Remove EXIF data from existing uploads

Since 11.9 EXIF data are automatically stripped from JPG or TIFF image uploads. Because EXIF data may contain sensitive information (e.g. GPS location), you can remove EXIF data also from existing images which were uploaded before with the following command:

sudo RAILS_ENV=production -u git -H bundle exec rake gitlab:uploads:sanitize:remove_exif

This command by default runs in dry mode and it doesn't remove EXIF data. It can be used for checking if (and how many) images should be sanitized.

The rake task accepts following parameters.

Parameter Type Description
start_id integer Only uploads with equal or greater ID will be processed
stop_id integer Only uploads with equal or smaller ID will be processed
dry_run boolean Do not remove EXIF data, only check if EXIF data are present or not, default: true
sleep_time float Pause for number of seconds after processing each image, default: 0.3 seconds
uploader string Run sanitization only for uploads of the given uploader (FileUploader, PersonalFileUploader, NamespaceFileUploader)
since date Run sanitization only for uploads newer than given date (e.g. 2019-05-01)

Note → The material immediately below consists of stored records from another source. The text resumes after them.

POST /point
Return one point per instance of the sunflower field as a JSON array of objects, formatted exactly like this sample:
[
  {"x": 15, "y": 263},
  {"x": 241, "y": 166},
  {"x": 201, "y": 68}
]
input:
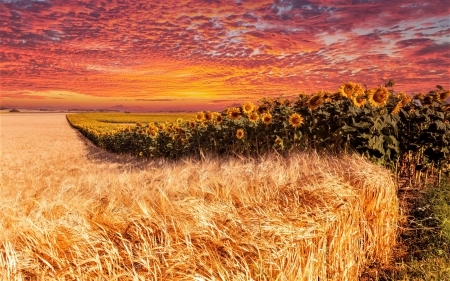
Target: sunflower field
[{"x": 410, "y": 135}]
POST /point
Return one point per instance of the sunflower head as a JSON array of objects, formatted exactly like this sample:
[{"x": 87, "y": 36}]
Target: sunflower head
[
  {"x": 397, "y": 108},
  {"x": 208, "y": 116},
  {"x": 359, "y": 101},
  {"x": 316, "y": 100},
  {"x": 419, "y": 96},
  {"x": 446, "y": 108},
  {"x": 153, "y": 133},
  {"x": 234, "y": 113},
  {"x": 279, "y": 141},
  {"x": 200, "y": 116},
  {"x": 240, "y": 133},
  {"x": 347, "y": 90},
  {"x": 266, "y": 118},
  {"x": 378, "y": 97},
  {"x": 262, "y": 109},
  {"x": 287, "y": 102},
  {"x": 248, "y": 107},
  {"x": 253, "y": 117},
  {"x": 405, "y": 99},
  {"x": 327, "y": 97},
  {"x": 442, "y": 95},
  {"x": 296, "y": 120},
  {"x": 192, "y": 124}
]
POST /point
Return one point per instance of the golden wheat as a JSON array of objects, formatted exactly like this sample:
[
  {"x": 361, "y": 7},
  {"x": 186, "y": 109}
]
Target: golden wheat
[{"x": 70, "y": 211}]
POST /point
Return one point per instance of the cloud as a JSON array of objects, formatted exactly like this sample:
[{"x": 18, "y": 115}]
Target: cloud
[
  {"x": 155, "y": 99},
  {"x": 216, "y": 49}
]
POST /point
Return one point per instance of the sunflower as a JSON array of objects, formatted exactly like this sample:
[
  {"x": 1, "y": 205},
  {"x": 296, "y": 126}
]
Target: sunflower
[
  {"x": 378, "y": 97},
  {"x": 278, "y": 141},
  {"x": 296, "y": 120},
  {"x": 192, "y": 124},
  {"x": 253, "y": 117},
  {"x": 358, "y": 101},
  {"x": 327, "y": 97},
  {"x": 405, "y": 99},
  {"x": 153, "y": 134},
  {"x": 234, "y": 113},
  {"x": 316, "y": 100},
  {"x": 248, "y": 107},
  {"x": 200, "y": 116},
  {"x": 266, "y": 118},
  {"x": 443, "y": 95},
  {"x": 446, "y": 108},
  {"x": 287, "y": 102},
  {"x": 350, "y": 90},
  {"x": 262, "y": 109},
  {"x": 397, "y": 108},
  {"x": 208, "y": 115},
  {"x": 219, "y": 118},
  {"x": 240, "y": 133}
]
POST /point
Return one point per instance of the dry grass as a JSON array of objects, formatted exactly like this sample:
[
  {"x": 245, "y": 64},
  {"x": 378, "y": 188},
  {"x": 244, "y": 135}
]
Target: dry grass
[{"x": 72, "y": 212}]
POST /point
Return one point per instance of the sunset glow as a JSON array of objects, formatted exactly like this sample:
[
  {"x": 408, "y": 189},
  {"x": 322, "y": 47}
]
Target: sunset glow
[{"x": 192, "y": 55}]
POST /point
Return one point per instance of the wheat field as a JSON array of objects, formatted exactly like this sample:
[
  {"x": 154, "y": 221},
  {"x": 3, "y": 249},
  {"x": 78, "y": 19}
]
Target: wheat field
[{"x": 70, "y": 211}]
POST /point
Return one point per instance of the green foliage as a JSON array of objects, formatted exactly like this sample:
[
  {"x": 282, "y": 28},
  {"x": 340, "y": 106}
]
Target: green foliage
[{"x": 427, "y": 238}]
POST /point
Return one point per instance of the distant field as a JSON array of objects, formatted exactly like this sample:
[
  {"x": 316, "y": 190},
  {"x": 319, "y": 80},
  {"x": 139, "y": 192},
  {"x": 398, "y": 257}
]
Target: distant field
[{"x": 107, "y": 122}]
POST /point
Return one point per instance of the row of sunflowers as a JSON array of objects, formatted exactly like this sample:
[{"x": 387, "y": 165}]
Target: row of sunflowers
[{"x": 387, "y": 127}]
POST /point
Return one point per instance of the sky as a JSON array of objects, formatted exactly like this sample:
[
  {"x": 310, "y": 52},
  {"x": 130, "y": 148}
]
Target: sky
[{"x": 145, "y": 55}]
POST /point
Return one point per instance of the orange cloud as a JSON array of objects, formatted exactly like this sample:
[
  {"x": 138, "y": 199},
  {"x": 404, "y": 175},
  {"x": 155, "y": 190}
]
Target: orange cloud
[{"x": 181, "y": 54}]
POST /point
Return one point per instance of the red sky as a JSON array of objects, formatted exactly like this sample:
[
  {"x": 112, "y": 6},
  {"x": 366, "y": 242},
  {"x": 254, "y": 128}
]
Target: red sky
[{"x": 142, "y": 55}]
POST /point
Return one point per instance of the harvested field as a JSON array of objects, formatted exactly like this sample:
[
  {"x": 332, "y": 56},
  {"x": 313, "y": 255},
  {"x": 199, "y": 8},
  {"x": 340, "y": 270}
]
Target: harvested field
[{"x": 70, "y": 211}]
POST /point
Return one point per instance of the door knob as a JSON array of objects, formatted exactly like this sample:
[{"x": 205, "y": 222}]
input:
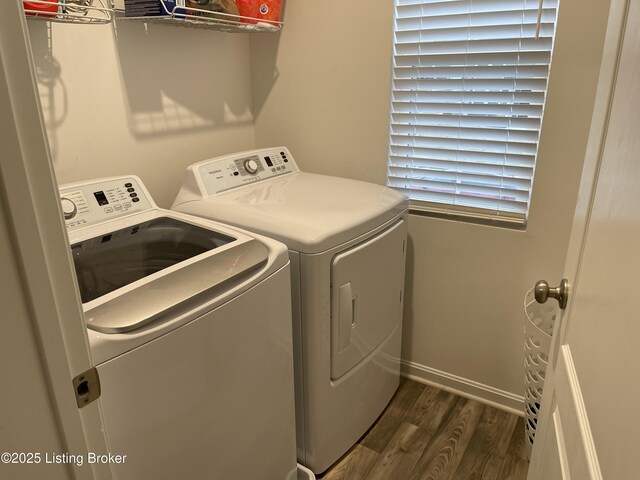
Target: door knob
[{"x": 542, "y": 292}]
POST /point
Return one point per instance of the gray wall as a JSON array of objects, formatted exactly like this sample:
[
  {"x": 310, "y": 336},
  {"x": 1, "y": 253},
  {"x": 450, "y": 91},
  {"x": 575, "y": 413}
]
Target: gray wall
[{"x": 144, "y": 101}]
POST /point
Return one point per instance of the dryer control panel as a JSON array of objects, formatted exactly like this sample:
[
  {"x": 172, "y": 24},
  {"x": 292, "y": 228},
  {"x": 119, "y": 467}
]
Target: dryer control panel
[
  {"x": 230, "y": 171},
  {"x": 90, "y": 203}
]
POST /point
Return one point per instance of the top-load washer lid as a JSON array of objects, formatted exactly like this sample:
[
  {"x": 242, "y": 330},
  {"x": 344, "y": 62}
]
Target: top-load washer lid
[
  {"x": 136, "y": 263},
  {"x": 310, "y": 213},
  {"x": 111, "y": 261}
]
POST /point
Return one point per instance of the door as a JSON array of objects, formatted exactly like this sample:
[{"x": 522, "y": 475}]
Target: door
[
  {"x": 367, "y": 283},
  {"x": 588, "y": 427},
  {"x": 41, "y": 312}
]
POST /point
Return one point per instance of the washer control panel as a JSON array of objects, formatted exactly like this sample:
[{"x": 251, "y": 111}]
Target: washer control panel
[
  {"x": 231, "y": 171},
  {"x": 98, "y": 201}
]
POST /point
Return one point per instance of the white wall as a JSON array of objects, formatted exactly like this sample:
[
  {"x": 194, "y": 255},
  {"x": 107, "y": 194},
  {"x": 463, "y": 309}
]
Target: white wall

If you have too many uploads, you can speed up sanitization by setting sleep_time to a lower value or by running multiple rake tasks in parallel, each with a separate range of upload IDs (by setting start_id and stop_id).

To run the command without dry mode and remove EXIF data from all uploads, you can use:

sudo RAILS_ENV=production -u git -H bundle exec rake gitlab:uploads:sanitize:remove_exif[,,false,] 2>&1 | tee exif.log

To run the command without dry mode on uploads with ID between 100 and 5000 and pause for 0.1 second, you can use:

sudo RAILS_ENV=production -u git -H bundle exec rake gitlab:uploads:sanitize:remove_exif[100,5000,false,0.1] 2>&1 | tee exif.log

Because the output of commands will be probably long, the output is written also into exif.log file.

If sanitization fails for an upload, an error message should be in the output of the rake task (typical reasons may be that the file is missing in the storage or it's not a valid image). Please report any issues at gitlab.com and use prefix 'EXIF' in issue title with the error output and (if possible) the image.